Pero un conjunto de instrumentos o medidas, por buenos y acertados que pudiesen haber sido, no son equivalentes a una estrategia de desarrollo. Los resultados así lo indican: algunas partes del país, sobre todo en el norte, han crecido de manera acelerada, en tanto que otras se han rezagado de manera sistemática. Los contrastes se han acentuado y las diferencias convertido en fuentes de agravio y lucha política. El hecho es que el país sigue adoleciendo de una estrategia idónea para su desarrollo.

No es que hayan faltado intentos de respuesta. Algunos claman por regresar a la promoción sectorial a través de una política industrial explícita como la que de alguna manera existió en los cincuenta y sesenta o como la que en esos años siguieron varios de los llamados tigres asiáticos. Otros simplemente piden protección en la forma de subsidios, aranceles y precios bajos para la energía u otros insumos. Independientemente de su consistencia o viabilidad en la era de la globalización, no cabe la menor duda que los planteamientos enarbolados por AMLO a lo largo de su campaña remitían a una recreación de lo que había funcionado cuatro décadas atrás. Variantes de esta postura incluyen la reintroducción de cajones y encajes para el sector bancario, así como de mecanismos de protección no arancelaria.

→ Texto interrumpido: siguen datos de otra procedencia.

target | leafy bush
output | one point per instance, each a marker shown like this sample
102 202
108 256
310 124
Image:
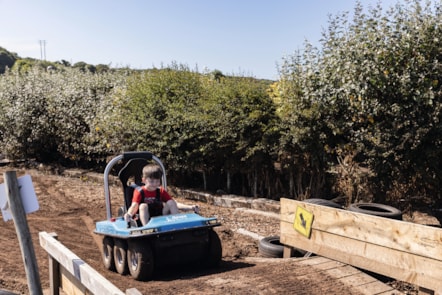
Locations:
373 92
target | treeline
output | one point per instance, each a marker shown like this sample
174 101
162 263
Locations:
360 117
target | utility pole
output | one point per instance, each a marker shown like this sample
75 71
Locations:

Por el otro lado, el reclamo ha sido exactamente el contrario: nuestro problema, se argumenta, no es la falta de una visión o estrategia, sino de todos los lastres que seguimos arrastrando del pasado: igual servicios no competitivos (como es el caso de los servicios financieros o las comunicaciones) que la falta de infraestructura, precios de bienes y servicios públicos desalineados respecto al resto del mundo y un abandono de funciones vitales de regulación por parte del gobierno. Es decir, desde esta perspectiva, el problema no reside en la desprotección de los productores mexicanos, sino en que se les ha obligado a competir con una mano amarrada por la espalda. Quienes abogan por esta postura, no niegan la necesidad de intervención del gobierno, sino que demandan un tipo de participación distinto: enfocado a regular de manera debida la actividad económica, asegurando que no existan prácticas anticompetitivas, que los mercados funcionen bien y las condiciones generales de la economía atraigan flujos crecientes de inversión.

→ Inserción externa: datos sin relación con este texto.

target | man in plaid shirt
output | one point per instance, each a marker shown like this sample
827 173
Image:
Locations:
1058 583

El caso es que tenemos dos (o más) planteamientos contrapuestos sobre lo que sería necesario hacer para echar a andar la economía una vez más. Unos se refugian en una era que funcionó bien, en tanto que otros observan ejemplos de países que, perseverando en una estrategia de apertura (y, en muchos casos, corrigiendo el rumbo varias veces), lograron el objetivo fundamental de acelerar el ritmo de crecimiento económico. Se trata de dos visiones contrapuestas que persisten en la sociedad mexicana y reflejan dos maneras de concebir al mundo, al gobierno y al ciudadano.

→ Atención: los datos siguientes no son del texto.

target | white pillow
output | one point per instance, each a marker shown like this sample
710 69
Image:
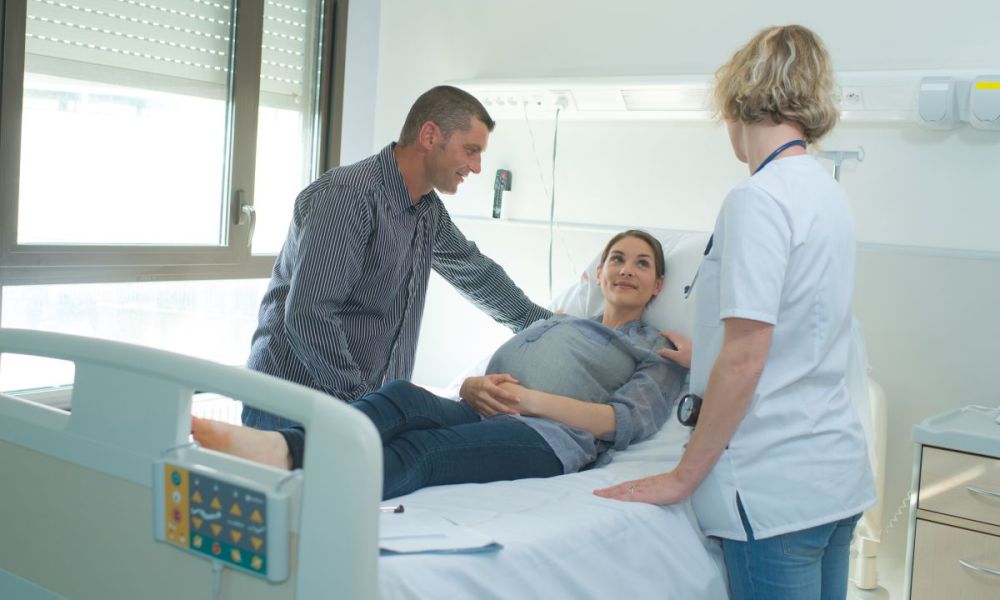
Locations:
670 310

Ahora que estamos por inaugurar un nuevo gobierno, es tiempo de repensar lo que tenemos y lo que necesitamos. Nadie puede negar que los últimos años han sido de avances significativos, pero tampoco es posible ignorar los enormes rezagos que sufre el país. Lo paradójico es que es perfectamente plausible encontrar formas de conciliar ambas perspectivas: un gobierno puede adoptar, como parte de su estrategia de desarrollo, un marco de competencia en la economía y, a una misma vez, definir un conjunto de estrategias de desarrollo social y de infraestructura, todas ellas compatibles con el marco de competencia económica.

No cabe la menor duda que la prioridad debe ser el crecimiento económico y, por lo tanto, con ese rasero tiene que medirse la forma en que se defina la política social, al desarrollo de infraestructura y, en general, a la naturaleza y función del gobierno. Lo que México necesita no es un conjunto de estrategias sectoriales sino una capacidad de articular fuerzas y recursos para lograr un acelerado desarrollo regional, comenzando por las regiones más rezagadas del país. No menos importante es el hecho de que lo crucial no son los montos de los recursos, sino la estrategia con que se empleen para multiplicarlos en el ámbito de la vida real.